I was speaking with someone last week who put it beautifully. He said, "For all of us life goes on, but for you, you're still living it."

Exactly. Even though work is progressing, it's almost like being in a life warp more than a time warp.

Sometimes, when I see someone in the neighbourhood where we're currently living, they're surprised we're shopping so far away from our home and when I tell them we're in temporary housing due to the tornado, they're taken aback because it's so long ago and how could we possibly still be out of our home? Others immediately remark at how horrible contractors are and how they "take their sweet time". Well ours does not fit that category. They are working diligently to get us back in. The outside work will happen once the snow is gone but at least at a point where we can move in and live there. I've been watching the tile man Remi scrutinize every single tile and if it doesn't pass muster, redo it. The carpenter Jean and the rest of the team take care in every square inch they work on so it's done with care and expertise. It's not their fault that floors turn out to be broken and have to be replaced and, as it's an older home, they no longer make some of the materials to replace them which cause issues as well.

We plow through it all. Trying to expedite the work, and choose materials that might work and blend with what we have. It is so much easier to build a new home than restore a broken one. There are decisions to be made, sometimes daily...no...often daily.

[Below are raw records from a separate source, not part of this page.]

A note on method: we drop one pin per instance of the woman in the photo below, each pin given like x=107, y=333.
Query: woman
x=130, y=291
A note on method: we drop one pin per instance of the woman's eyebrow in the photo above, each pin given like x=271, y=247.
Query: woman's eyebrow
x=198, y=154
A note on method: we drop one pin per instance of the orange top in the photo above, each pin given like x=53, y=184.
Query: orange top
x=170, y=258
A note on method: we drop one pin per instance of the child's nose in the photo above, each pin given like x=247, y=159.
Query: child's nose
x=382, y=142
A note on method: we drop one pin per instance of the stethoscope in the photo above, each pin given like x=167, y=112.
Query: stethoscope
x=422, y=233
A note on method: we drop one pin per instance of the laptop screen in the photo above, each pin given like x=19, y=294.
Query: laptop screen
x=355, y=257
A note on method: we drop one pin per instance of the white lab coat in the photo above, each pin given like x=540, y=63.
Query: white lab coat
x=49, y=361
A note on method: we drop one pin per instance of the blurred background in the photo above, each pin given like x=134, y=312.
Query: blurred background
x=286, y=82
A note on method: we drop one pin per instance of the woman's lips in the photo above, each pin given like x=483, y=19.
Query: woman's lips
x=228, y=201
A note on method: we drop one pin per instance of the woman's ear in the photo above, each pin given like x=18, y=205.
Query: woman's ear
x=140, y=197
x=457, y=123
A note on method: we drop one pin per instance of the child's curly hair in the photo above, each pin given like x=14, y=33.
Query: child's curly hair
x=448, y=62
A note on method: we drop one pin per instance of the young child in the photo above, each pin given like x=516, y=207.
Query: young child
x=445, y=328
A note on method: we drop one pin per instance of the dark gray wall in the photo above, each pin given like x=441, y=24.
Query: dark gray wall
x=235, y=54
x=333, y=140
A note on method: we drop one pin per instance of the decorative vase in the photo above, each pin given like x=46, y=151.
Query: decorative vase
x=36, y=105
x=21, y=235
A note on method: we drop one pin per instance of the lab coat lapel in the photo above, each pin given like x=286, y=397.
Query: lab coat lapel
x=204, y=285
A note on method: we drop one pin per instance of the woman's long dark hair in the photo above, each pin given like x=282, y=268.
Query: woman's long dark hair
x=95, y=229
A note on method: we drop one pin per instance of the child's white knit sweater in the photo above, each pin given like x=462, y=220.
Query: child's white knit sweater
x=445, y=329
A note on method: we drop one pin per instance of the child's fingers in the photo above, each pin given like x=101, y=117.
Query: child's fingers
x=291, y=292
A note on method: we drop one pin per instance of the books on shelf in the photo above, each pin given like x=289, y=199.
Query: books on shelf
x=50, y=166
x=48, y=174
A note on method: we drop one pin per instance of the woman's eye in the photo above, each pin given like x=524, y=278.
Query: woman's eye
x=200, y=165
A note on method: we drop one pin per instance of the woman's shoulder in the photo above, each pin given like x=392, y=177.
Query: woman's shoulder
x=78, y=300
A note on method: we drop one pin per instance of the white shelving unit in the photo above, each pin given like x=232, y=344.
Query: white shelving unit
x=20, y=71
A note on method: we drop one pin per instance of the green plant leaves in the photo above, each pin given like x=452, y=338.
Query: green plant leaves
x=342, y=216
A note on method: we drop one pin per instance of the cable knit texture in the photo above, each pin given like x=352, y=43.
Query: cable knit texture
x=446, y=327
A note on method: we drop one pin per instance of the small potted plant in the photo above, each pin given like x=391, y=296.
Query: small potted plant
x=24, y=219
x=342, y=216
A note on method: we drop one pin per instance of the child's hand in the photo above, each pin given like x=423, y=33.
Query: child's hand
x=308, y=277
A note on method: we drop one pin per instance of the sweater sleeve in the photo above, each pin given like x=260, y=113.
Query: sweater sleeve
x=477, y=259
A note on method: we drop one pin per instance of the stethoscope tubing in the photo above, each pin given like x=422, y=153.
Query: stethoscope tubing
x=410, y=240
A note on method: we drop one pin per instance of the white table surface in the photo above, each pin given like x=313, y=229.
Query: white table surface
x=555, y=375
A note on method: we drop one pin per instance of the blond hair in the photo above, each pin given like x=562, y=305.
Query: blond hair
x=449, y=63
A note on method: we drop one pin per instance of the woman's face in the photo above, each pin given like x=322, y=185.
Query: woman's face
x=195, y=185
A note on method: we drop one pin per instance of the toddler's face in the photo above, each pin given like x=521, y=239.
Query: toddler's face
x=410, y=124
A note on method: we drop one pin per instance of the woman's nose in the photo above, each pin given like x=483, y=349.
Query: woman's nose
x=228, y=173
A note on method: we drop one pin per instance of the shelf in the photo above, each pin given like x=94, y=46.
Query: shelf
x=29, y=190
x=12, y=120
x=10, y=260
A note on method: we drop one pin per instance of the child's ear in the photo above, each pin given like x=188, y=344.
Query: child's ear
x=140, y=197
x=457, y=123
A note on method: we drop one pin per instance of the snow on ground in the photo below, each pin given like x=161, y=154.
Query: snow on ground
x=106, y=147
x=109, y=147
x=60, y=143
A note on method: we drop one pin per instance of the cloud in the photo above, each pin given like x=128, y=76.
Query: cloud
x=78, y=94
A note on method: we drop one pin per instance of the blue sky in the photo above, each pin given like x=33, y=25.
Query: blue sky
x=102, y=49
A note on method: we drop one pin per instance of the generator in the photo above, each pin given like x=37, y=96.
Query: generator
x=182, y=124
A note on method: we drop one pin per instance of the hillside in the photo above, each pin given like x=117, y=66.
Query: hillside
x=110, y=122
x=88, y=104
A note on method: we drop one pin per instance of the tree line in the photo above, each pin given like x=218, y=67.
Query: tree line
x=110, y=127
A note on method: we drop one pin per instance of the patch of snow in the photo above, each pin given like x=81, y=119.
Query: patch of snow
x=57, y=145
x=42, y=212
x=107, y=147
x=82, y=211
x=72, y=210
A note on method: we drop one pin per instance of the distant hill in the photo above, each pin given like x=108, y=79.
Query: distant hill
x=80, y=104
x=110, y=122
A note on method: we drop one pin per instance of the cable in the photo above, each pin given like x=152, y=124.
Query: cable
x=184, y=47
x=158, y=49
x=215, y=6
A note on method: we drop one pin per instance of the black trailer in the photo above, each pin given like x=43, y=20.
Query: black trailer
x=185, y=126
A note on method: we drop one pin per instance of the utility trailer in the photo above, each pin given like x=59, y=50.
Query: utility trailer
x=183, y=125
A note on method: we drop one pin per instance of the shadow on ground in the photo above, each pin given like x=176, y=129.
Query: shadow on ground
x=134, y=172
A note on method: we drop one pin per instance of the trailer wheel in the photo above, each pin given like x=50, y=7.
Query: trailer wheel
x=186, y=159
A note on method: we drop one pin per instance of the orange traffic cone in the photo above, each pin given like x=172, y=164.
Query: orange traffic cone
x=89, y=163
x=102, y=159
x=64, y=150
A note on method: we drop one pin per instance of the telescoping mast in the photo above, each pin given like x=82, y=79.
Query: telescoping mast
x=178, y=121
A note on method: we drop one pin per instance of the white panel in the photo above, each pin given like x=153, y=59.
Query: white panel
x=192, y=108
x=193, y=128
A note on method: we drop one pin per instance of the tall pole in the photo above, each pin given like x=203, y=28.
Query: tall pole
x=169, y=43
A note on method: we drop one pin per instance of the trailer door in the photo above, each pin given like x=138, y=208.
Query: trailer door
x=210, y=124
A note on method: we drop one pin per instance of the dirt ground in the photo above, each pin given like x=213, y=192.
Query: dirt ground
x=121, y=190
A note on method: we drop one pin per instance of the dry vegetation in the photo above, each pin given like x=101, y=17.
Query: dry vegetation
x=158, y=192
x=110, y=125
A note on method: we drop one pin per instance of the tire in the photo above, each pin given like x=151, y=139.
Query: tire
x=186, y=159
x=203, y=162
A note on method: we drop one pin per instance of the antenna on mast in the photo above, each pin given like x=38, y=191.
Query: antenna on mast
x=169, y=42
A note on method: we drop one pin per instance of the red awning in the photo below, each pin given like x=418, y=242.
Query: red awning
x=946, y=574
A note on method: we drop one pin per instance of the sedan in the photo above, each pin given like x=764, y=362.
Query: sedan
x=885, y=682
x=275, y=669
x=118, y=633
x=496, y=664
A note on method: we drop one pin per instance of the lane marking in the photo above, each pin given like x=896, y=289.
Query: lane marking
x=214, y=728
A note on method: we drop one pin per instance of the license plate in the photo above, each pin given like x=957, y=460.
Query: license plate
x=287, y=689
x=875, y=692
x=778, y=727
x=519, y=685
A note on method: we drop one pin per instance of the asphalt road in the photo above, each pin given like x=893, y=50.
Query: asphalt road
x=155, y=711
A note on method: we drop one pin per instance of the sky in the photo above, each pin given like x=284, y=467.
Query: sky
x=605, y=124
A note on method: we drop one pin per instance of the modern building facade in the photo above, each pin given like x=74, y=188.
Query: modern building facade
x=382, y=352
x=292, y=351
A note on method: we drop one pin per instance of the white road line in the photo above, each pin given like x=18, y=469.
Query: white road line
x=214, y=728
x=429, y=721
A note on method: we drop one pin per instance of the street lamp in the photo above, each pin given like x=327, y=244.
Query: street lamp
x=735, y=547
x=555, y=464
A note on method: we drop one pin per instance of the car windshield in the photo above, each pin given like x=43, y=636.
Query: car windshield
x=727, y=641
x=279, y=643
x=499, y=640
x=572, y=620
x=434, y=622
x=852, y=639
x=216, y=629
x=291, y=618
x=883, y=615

On the train coming back from out of town, having time to process it all, I realized that we have limited capacity to deal with ongoing stressors without becoming numb to it all or, the other side of the coin, super emotional. It's a roller coaster. When we feel as if we're almost there, something happens to stall our moving back. The bottom line is, I'm waiting for it to feel like our home again.

This morning it occurred to me that we moved there because of the trees and it doesn't feel like home because they're gone. I wrote about that a few times years ago in Scent Triggered Memories. A few days ago in this never ending winter, as I watched the snow pelting the train on the way to Montreal, it also hit me that the smells weren't there this year. The scent of the pines in the snow; the muffled sounds and how the trees protected the area around the house from huge snow piles which we have now. It will only feel like home again once we plant some trees. Where we had a cocoon of green and quiet, the property is bared for all to see. My new mantra isn't one day at a time, it's one tree at a time.

Back property before the tornado
    
Exact view after the tornado


"Trees are poems that the earth writes upon the sky. ”  ―   Kahlil Gebran

It's time for winter to be gone and for us to start 'writing'.